Cellular Biophysics

Cellular Biophysics: From Membrane Transport to Neural Signaling explores how physical principles shape and govern cellular function. Written for undergraduate students in biophysics, life sciences, and physics, it shows how basic processes-such as diffusion, membrane transport, and ion channel activity-give rise to physiological outcomes like homeostasis, neural signaling, and synaptic transmission.

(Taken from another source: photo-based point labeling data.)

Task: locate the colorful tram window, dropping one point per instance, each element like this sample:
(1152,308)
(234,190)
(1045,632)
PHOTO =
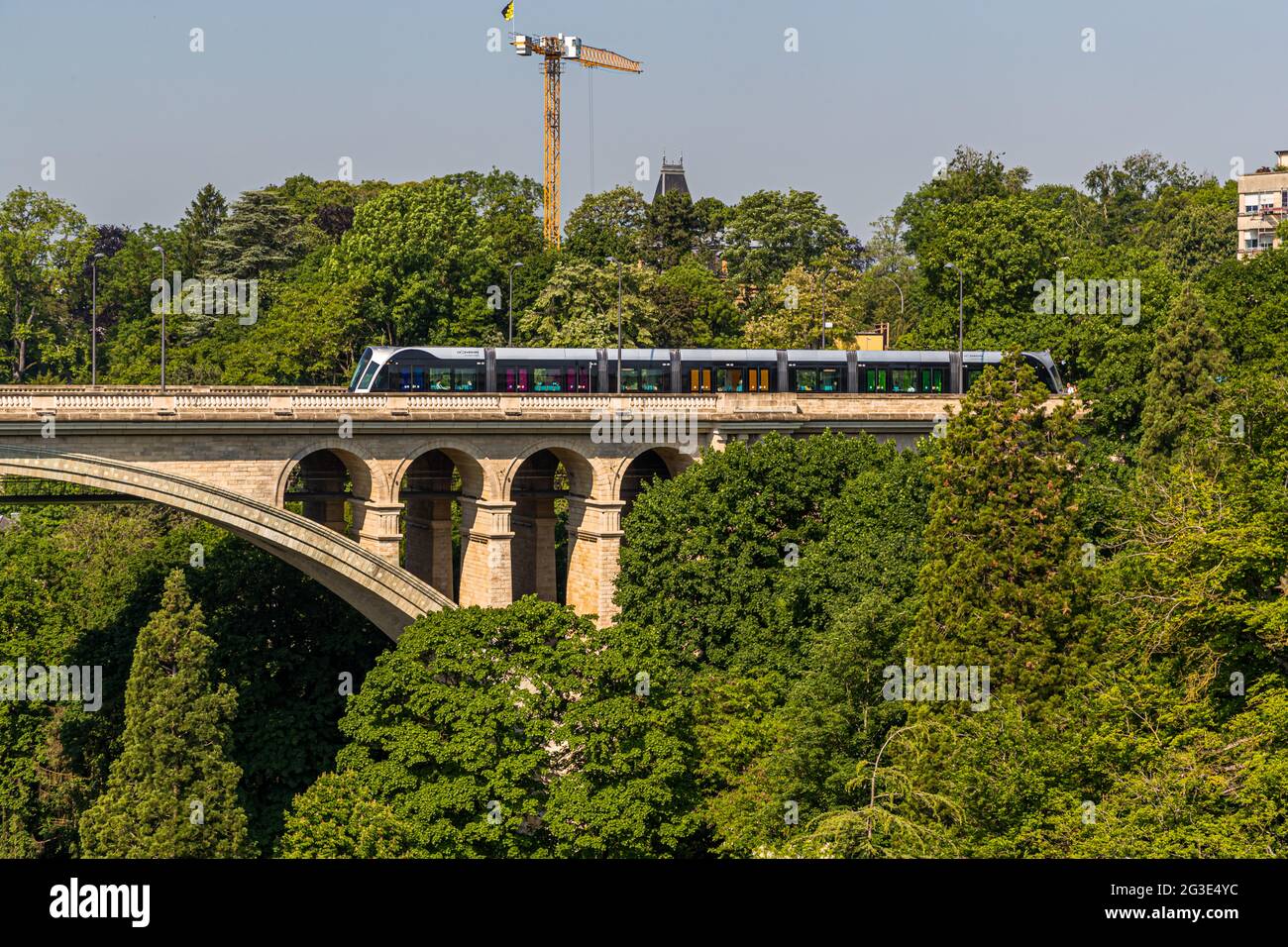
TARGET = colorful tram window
(902,379)
(648,380)
(429,377)
(810,380)
(722,379)
(545,380)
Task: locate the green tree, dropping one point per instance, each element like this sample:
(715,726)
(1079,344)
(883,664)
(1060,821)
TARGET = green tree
(44,244)
(579,308)
(338,817)
(1000,582)
(1189,361)
(769,232)
(172,792)
(420,266)
(790,313)
(606,224)
(258,236)
(523,732)
(969,176)
(197,227)
(694,309)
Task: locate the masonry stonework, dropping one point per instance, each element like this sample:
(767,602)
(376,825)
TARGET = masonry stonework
(240,457)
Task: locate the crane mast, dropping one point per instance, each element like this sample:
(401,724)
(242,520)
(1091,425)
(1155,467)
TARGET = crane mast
(554,51)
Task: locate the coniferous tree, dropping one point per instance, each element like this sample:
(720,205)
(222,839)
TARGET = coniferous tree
(198,226)
(171,792)
(1183,384)
(1000,581)
(259,236)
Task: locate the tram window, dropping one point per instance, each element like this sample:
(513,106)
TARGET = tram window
(362,368)
(932,380)
(729,380)
(903,380)
(648,380)
(699,379)
(516,379)
(818,379)
(546,380)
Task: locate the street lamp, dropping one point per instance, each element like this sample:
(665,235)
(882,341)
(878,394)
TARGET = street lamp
(93,324)
(618,322)
(823,341)
(887,275)
(961,291)
(961,354)
(161,250)
(510,300)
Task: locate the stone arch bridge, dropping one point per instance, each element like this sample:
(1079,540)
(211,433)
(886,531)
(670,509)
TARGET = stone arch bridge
(404,504)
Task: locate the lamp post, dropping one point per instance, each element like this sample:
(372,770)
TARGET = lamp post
(618,322)
(961,291)
(823,339)
(887,275)
(161,250)
(510,300)
(93,324)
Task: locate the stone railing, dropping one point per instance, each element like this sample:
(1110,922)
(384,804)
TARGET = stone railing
(141,403)
(454,402)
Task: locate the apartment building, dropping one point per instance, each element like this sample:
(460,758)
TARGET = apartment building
(1262,204)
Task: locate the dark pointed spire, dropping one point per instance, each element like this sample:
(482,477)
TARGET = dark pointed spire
(671,178)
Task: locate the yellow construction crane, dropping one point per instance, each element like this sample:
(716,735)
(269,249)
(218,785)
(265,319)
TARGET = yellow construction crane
(554,51)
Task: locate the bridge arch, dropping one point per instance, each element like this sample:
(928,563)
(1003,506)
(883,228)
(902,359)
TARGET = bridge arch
(389,596)
(583,479)
(359,462)
(477,478)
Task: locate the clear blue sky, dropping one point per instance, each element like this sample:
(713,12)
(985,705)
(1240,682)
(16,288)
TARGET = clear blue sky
(137,123)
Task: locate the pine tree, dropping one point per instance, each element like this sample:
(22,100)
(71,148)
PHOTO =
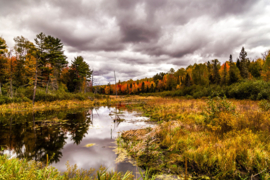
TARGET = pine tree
(216,75)
(3,46)
(187,80)
(233,78)
(238,64)
(224,78)
(243,63)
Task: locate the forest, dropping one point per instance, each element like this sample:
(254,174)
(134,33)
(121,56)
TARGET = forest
(241,79)
(30,70)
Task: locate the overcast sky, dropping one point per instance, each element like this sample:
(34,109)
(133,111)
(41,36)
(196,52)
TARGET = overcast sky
(139,38)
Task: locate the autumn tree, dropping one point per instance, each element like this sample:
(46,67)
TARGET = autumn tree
(243,63)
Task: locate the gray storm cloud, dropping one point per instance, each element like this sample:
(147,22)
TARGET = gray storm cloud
(137,38)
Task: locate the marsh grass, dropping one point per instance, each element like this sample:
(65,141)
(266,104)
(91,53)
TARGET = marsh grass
(220,138)
(15,169)
(67,104)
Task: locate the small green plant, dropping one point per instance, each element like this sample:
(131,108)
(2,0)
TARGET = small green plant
(264,105)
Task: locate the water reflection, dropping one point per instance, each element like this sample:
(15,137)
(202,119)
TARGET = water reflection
(63,136)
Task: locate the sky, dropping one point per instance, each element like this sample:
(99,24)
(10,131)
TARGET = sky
(139,38)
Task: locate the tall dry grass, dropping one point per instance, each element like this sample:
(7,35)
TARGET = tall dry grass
(224,139)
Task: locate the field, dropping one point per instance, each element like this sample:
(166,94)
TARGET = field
(217,138)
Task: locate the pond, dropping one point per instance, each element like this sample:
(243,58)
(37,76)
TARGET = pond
(85,137)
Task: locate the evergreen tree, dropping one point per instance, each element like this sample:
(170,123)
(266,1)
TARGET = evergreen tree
(3,73)
(55,58)
(187,80)
(243,63)
(216,75)
(238,64)
(143,88)
(224,77)
(233,78)
(3,46)
(79,72)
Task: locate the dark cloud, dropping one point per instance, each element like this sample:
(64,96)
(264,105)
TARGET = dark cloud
(133,36)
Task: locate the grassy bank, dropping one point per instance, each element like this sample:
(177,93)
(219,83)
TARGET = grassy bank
(15,169)
(248,89)
(68,104)
(223,139)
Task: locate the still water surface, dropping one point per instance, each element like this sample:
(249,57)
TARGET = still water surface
(63,135)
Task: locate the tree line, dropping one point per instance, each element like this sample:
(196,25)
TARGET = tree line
(203,74)
(40,64)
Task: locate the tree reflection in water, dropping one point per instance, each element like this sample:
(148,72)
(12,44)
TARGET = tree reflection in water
(36,135)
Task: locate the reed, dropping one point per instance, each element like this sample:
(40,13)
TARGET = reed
(220,138)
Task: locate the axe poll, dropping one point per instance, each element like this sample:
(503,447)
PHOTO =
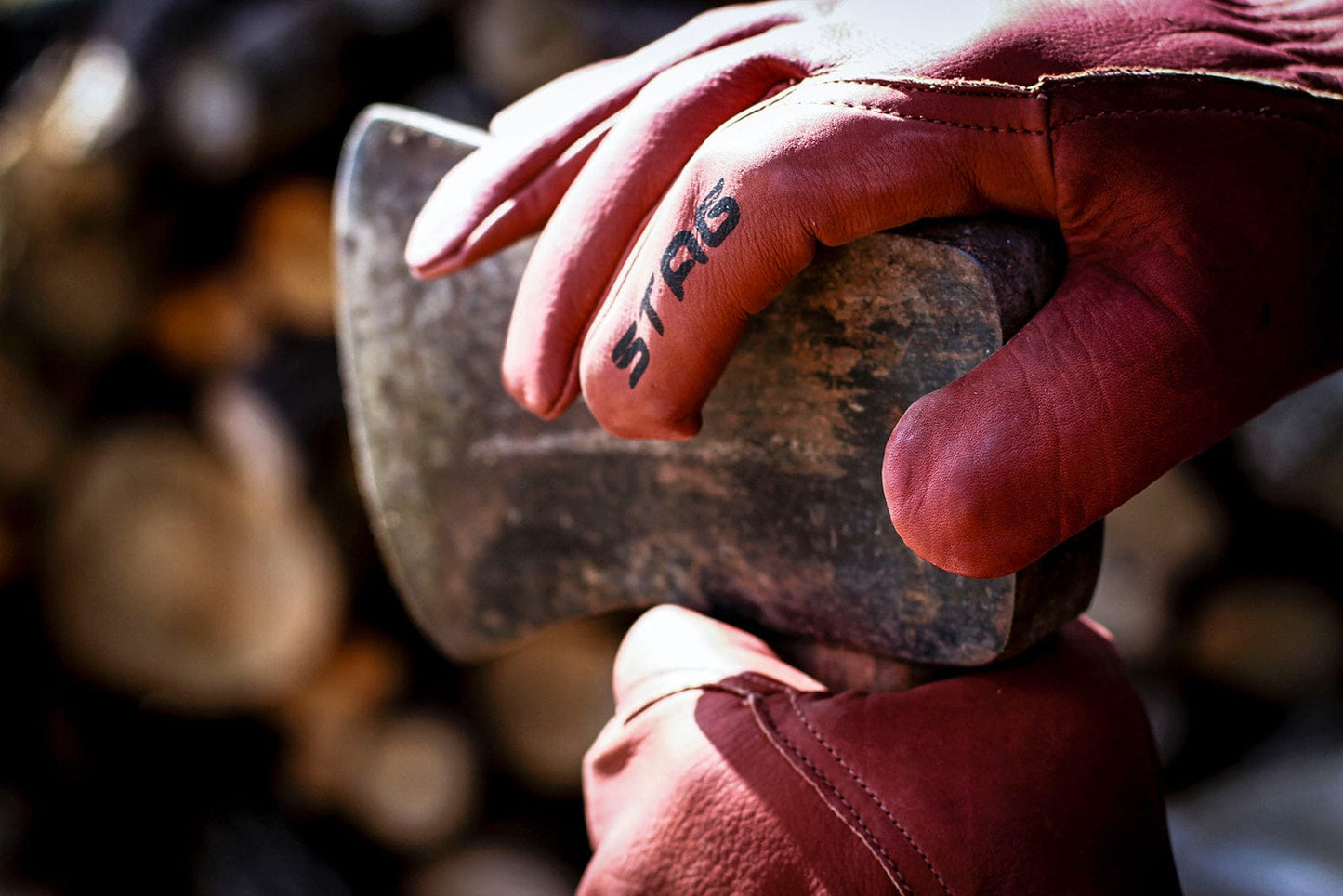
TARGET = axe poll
(494,522)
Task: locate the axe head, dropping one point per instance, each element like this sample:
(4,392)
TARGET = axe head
(495,522)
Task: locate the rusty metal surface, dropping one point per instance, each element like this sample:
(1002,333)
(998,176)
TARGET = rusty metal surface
(495,522)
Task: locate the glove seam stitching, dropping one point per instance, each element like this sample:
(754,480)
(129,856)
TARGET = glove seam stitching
(857,778)
(1025,93)
(869,836)
(1190,111)
(924,118)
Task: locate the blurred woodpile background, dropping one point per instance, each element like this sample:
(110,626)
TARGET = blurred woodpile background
(207,681)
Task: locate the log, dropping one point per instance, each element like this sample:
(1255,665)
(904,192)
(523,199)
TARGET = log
(169,579)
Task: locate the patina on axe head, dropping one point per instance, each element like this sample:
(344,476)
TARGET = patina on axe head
(495,522)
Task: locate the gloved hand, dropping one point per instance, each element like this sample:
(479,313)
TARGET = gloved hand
(728,771)
(1189,150)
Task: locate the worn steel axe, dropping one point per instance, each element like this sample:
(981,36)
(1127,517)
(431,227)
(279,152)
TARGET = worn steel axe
(495,522)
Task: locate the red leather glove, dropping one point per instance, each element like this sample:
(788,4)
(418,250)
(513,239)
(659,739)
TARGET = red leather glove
(728,771)
(1189,150)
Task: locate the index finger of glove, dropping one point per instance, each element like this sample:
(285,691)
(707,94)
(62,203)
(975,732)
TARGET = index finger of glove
(540,129)
(745,217)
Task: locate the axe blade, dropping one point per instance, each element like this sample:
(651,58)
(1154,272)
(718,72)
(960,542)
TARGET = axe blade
(495,524)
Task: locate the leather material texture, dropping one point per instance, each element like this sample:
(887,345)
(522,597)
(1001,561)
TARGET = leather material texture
(1189,150)
(727,771)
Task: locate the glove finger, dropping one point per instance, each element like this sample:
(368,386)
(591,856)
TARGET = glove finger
(607,203)
(477,186)
(525,211)
(612,82)
(1100,394)
(742,222)
(670,649)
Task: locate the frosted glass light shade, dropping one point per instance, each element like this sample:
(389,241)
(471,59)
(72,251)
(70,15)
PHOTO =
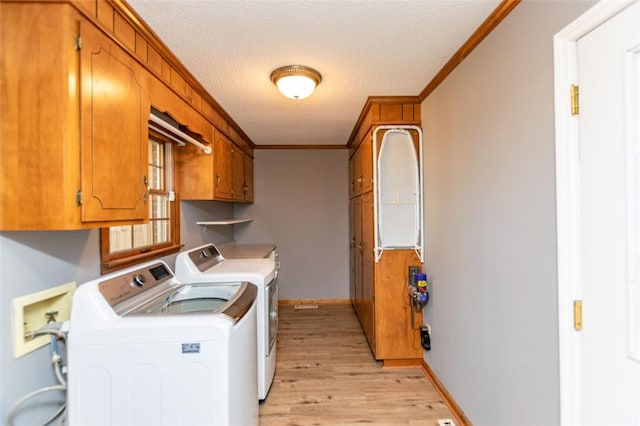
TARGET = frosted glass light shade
(296,81)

The book integrates biological, chemical, and physical perspectives, using accessible mathematics to quantify cellular behavior. Equations are explained intuitively, with emphasis on physical meaning rather than formalism. Designed as both a course text and a reference, it helps readers connect molecular biology with quantitative modeling, offering a clear and approachable framework for understanding how physics drives cellular physiology.

Key features: - Designed as a textbook for a first course in cellular biophysics or introductory biophysics. - Requires only minimal prior background-Calculus I, introductory physics, and general biology-making it accessible to all STEM and pre-health majors. - Provides a logical progression of topics, moving from fundamental physical principles to more advanced concepts such as ion channels, molecular motors, and synaptic transmission. - Bridges a curricular gap between biology and physics. Unlike many existing biophysics texts, it does not assume prior knowledge of advanced physics topics such as thermodynamics, statistical mechanics, or fluid dynamics-areas often beyond the reach of biology, neuroscience, or pre-health students. - Integrates mathematical models throughout the chapters to illuminate the physical basis of living systems, with equations introduced intuitively and explained in plain language. - Emphasizes the transfer of methods and tools from the physical sciences to the life sciences. The material can also serve as a foundation for applied mathematics or quantitative biology courses. - Includes end-of-chapter summaries and problems designed to reinforce understanding and strengthen connections between physical principles and biological function.